Books are writing p*rn.
Most book authors make peanuts. They spend all their time writing instead of focusing on getting readers. So when they finally do publish a book, no one knows about it.
They think lazy book publishers will magically market their book for them and all they have to do is bank the check and show up to give the acceptance speech when the book becomes an Oscar-winning movie.
Millionaire writers don’t follow this useless path.
No. They build an audience online, funnel readers to an email list, then sell a book a year to the list. In tandem they will also self-publish their book on Amazon and buy high ROI ads that help readers find it.
They’ll also promote their email list in their book so a reader who buys the book via Amazon can stay in touch with them — and buy the next book.
Wealthy writers think like a business.
They don’t hope, wish, or put their destiny in someone else’s hands only to have them burn it to the ground and piss all over it.
Books can make writers $1M with the right mindset.

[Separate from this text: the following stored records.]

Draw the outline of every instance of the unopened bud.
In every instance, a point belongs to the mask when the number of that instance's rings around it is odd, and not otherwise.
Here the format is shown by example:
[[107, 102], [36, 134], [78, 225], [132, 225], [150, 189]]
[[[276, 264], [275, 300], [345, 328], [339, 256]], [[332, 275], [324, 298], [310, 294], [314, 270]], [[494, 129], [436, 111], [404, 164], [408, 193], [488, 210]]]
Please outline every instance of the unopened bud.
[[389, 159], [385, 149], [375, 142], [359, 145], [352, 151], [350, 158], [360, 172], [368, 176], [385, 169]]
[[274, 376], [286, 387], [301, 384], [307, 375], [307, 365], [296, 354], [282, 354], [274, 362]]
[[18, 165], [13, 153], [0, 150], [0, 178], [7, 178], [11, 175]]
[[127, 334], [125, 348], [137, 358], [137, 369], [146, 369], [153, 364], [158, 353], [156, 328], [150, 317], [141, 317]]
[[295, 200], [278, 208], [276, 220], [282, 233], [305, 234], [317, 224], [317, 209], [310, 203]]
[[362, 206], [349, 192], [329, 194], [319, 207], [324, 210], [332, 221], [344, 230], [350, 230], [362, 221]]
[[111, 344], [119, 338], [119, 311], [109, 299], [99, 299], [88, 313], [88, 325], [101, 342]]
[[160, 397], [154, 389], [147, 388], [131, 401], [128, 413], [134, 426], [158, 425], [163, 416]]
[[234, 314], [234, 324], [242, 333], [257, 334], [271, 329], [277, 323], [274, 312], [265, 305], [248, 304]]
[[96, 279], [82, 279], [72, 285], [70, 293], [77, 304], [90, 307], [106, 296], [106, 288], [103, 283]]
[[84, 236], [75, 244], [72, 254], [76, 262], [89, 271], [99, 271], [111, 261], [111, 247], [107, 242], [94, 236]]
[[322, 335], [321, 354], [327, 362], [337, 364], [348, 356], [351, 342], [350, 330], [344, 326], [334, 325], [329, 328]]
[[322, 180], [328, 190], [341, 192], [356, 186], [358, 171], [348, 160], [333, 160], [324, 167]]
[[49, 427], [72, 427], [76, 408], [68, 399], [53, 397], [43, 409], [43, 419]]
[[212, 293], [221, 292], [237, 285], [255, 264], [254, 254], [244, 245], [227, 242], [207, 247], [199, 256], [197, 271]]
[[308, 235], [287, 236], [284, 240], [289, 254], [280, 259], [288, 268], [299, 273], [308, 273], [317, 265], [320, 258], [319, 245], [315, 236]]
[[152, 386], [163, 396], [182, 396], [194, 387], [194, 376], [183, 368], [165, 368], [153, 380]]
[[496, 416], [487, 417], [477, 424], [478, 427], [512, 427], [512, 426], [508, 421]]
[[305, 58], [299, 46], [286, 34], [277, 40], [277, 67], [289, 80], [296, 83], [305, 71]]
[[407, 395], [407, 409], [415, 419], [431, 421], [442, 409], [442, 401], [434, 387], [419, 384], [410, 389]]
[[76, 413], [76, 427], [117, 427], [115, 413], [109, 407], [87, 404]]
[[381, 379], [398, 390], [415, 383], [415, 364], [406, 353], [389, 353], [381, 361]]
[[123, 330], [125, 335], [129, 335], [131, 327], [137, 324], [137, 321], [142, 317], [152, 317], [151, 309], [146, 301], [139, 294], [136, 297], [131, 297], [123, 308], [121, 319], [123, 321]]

The new dawn of “creator programs”
This is a new writer income stream so it comes last.
Plenty of people know that you can make $1M from posting Youtube videos. Youtube shares the ad revenue with creators.
Mr Beast is the best example, but there are a host of other creators who’ve all directly made decent money from Youtube royalties. Youtube is just writing. You write a script and then read it in front of camera. Then you add nice pictures, graphs, and a few transitions.
Ali Abdaal has done well with Youtube as well. He’s more relatable to us. Obviously, he says it’s not easy, but it’s attainable if you stick at it.
I don’t do Youtube because I’m a writer who hates the video apocalypse. But after all these years, other content platforms are starting to copy the Youtube model.
Elon’s “X” app is one of the first. They share ad revenue now too. More apps will follow. I predict Zuckerberg’s Facebook and Instaglam empire will be next. These royalties can be meaningful in terms of income.
The next generation of writers will have writing royalties from social media apps as their largest income source.
Start writing online. Maybe you’ll make $1M or perhaps not. But you’ll certainly make more money than you would if you never wrote online.
And remember: the greatest payment for writing often comes in the form of opportunities and emails from your idols.
It’s time to join the digital renaissance and write. Your words now have more value than ever. So write. Then write some more.